Last updated: 12/22/2011
Welcome to my blog about TV ratings!
Why should you read this one? I focus on two things that I feel are fairly important but that get short shrift in most media outlets:
1. Ratings History. I've said in several other posts (including previous drafts of this page) that I view TV ratings in much the same way I and many others view sports statistics. I have a great deal of interest in and respect for their history. I think many people consider historical ratings comparisons to be "tainted" by the rise of cable and alternative viewing methods, and that's valid for some purposes. But a good historical foundation can help us figure out just how much of an impact those things are having and give us some sense of how much of a show's drop is "normal."
My main hub for ratings history is The War of 18-49 project. It started in summer 2010 with my massive mining of countless media sources and Internet buddies for all the adults 18-49 ratings data I could find. Then I wrote "stories" of sorts about the ratings history of quite a few current and recently ended primetime programs. Combined with lists of individual data points in the SpotVault, this comprises what I think is the premier archive for historical adults 18-49 ratings information on the Internet.
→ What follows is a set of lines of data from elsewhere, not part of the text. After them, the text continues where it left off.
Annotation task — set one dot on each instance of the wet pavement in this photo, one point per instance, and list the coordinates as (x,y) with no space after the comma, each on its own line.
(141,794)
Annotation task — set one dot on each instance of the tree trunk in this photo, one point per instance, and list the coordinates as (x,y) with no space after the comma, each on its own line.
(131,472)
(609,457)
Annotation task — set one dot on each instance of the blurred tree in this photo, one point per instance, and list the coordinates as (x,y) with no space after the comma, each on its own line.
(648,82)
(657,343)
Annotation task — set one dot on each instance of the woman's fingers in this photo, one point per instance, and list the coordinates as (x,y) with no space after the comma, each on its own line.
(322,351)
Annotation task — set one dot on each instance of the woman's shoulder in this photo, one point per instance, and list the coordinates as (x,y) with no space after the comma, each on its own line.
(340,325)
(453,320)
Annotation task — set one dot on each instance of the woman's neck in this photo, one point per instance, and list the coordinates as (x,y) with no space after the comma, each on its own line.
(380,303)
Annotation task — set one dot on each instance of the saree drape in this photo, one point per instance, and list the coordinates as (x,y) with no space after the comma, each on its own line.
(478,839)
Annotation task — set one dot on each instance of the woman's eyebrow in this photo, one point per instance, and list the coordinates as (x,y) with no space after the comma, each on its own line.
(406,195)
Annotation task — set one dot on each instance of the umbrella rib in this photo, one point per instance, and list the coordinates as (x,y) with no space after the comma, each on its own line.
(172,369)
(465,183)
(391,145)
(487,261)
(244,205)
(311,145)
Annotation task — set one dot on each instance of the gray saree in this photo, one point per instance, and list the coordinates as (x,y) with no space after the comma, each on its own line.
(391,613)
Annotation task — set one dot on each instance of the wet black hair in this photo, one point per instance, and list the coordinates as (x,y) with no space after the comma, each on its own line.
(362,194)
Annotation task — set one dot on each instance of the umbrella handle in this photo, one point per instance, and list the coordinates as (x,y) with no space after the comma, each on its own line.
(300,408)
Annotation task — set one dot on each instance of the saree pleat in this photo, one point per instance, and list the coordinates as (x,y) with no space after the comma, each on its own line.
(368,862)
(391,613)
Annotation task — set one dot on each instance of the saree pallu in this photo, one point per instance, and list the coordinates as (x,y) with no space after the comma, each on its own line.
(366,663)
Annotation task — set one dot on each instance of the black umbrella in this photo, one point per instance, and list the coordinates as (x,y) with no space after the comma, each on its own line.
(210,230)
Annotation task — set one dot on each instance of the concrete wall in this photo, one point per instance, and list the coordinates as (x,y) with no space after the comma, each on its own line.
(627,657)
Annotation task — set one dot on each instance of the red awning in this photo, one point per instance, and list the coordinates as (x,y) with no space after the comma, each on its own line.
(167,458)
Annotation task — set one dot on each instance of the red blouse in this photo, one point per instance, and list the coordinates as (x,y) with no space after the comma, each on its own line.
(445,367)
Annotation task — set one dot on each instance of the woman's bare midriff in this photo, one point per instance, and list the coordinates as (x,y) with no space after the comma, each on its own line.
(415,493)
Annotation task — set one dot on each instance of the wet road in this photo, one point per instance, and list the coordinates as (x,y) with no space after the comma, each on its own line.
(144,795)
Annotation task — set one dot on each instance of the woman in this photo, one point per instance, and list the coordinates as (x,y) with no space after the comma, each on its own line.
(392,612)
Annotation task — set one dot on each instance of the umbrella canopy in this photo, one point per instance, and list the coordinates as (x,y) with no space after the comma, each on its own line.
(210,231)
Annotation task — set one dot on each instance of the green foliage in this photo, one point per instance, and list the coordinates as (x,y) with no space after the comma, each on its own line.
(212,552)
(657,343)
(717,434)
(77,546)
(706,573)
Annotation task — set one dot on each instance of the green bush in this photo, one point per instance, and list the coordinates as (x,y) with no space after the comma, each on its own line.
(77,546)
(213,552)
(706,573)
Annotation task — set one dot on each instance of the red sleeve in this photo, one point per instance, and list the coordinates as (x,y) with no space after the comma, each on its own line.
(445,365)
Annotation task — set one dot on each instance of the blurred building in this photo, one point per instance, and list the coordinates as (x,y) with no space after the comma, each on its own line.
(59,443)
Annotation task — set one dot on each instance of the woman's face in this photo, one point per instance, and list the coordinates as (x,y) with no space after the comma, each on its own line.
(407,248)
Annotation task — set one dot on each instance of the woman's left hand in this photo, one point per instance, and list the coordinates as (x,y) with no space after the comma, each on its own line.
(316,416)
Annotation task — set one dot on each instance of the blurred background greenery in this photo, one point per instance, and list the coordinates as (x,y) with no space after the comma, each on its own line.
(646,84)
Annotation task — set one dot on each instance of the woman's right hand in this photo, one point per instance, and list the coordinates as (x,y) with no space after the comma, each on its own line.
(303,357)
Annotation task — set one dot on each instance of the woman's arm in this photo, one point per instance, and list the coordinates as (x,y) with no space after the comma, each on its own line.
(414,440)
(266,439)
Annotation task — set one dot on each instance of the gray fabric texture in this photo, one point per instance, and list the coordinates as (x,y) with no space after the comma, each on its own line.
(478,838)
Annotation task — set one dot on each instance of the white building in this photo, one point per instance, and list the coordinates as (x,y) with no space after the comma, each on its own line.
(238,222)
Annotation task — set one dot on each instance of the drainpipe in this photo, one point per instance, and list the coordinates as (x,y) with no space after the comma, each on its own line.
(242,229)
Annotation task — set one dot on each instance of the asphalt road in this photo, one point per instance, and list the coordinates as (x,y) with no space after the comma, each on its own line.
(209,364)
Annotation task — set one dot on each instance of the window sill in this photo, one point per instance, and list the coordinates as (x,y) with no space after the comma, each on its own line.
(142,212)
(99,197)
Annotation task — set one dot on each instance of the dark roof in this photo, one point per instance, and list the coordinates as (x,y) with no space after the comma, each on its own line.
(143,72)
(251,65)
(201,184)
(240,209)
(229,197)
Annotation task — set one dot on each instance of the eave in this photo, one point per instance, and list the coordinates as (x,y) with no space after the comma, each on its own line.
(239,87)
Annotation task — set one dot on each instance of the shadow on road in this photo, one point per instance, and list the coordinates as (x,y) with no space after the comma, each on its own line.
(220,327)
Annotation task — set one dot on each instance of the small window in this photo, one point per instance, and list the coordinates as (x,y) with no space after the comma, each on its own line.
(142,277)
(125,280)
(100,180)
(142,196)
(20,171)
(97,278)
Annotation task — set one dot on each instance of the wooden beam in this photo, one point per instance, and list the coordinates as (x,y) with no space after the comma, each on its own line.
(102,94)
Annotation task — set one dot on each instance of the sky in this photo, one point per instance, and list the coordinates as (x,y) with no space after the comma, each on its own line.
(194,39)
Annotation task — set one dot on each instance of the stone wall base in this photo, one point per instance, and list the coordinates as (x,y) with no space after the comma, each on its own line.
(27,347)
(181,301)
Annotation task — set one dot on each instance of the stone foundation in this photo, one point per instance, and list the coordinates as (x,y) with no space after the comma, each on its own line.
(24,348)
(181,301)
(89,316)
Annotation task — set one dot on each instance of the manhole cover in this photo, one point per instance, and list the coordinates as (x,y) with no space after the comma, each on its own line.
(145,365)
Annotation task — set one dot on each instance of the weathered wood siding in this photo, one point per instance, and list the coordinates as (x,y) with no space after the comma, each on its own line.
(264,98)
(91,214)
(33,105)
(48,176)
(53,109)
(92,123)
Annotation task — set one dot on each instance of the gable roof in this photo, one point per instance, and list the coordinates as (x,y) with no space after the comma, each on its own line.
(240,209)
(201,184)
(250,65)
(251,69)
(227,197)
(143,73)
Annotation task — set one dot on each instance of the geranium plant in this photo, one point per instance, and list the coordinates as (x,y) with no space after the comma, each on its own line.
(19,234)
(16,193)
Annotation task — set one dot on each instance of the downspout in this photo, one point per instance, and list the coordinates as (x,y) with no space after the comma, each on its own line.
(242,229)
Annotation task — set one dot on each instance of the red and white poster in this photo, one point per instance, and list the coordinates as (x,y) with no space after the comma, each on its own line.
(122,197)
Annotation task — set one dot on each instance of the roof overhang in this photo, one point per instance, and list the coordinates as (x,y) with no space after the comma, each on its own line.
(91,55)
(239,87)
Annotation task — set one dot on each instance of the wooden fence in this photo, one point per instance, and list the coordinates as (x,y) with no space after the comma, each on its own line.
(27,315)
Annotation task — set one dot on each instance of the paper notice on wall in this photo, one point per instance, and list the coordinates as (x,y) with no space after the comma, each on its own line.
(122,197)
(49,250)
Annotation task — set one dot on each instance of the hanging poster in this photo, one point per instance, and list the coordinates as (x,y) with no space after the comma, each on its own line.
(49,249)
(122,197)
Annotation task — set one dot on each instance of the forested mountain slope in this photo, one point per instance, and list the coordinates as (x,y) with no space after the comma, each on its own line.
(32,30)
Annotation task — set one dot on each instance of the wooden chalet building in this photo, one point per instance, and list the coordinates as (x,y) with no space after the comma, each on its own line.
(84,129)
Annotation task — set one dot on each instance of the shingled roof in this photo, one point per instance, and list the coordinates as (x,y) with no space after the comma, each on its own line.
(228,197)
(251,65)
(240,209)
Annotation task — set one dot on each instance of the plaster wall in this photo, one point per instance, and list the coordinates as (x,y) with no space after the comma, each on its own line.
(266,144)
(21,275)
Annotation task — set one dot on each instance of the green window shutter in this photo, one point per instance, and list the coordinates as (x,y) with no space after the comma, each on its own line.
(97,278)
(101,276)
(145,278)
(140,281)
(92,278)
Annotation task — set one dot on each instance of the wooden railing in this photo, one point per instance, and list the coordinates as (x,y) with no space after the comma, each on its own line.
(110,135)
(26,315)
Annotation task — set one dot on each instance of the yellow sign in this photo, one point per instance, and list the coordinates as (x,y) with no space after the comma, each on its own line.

2. Ratings Behavior. Beyond "what happens" in TV ratings, I'm also really interested in "why it happens." Almost everybody who comments on TV ratings gives the "why" at least a little treatment. For example: "It only got good ratings because it aired after American Idol! These normally bad ratings are pretty good for a Friday!" Most of those treatments (and most of my own) are relatively superficial and based on a sort of gut-feel.
In summer 2011, I launched the True Strength project, my effort to put real numbers to some of those gut-feels. After researching ratings behavior from the 2010-11 season, I created an equation that can turn a "raw" adults 18-49 rating into something that accounts for the big external factors - overall viewing levels, timeslot competition and lead-in. This number still has plenty of flaws, but I like to think it's a relatively unique undertaking (at least in a public setting) and an OK start that I can further develop going forward.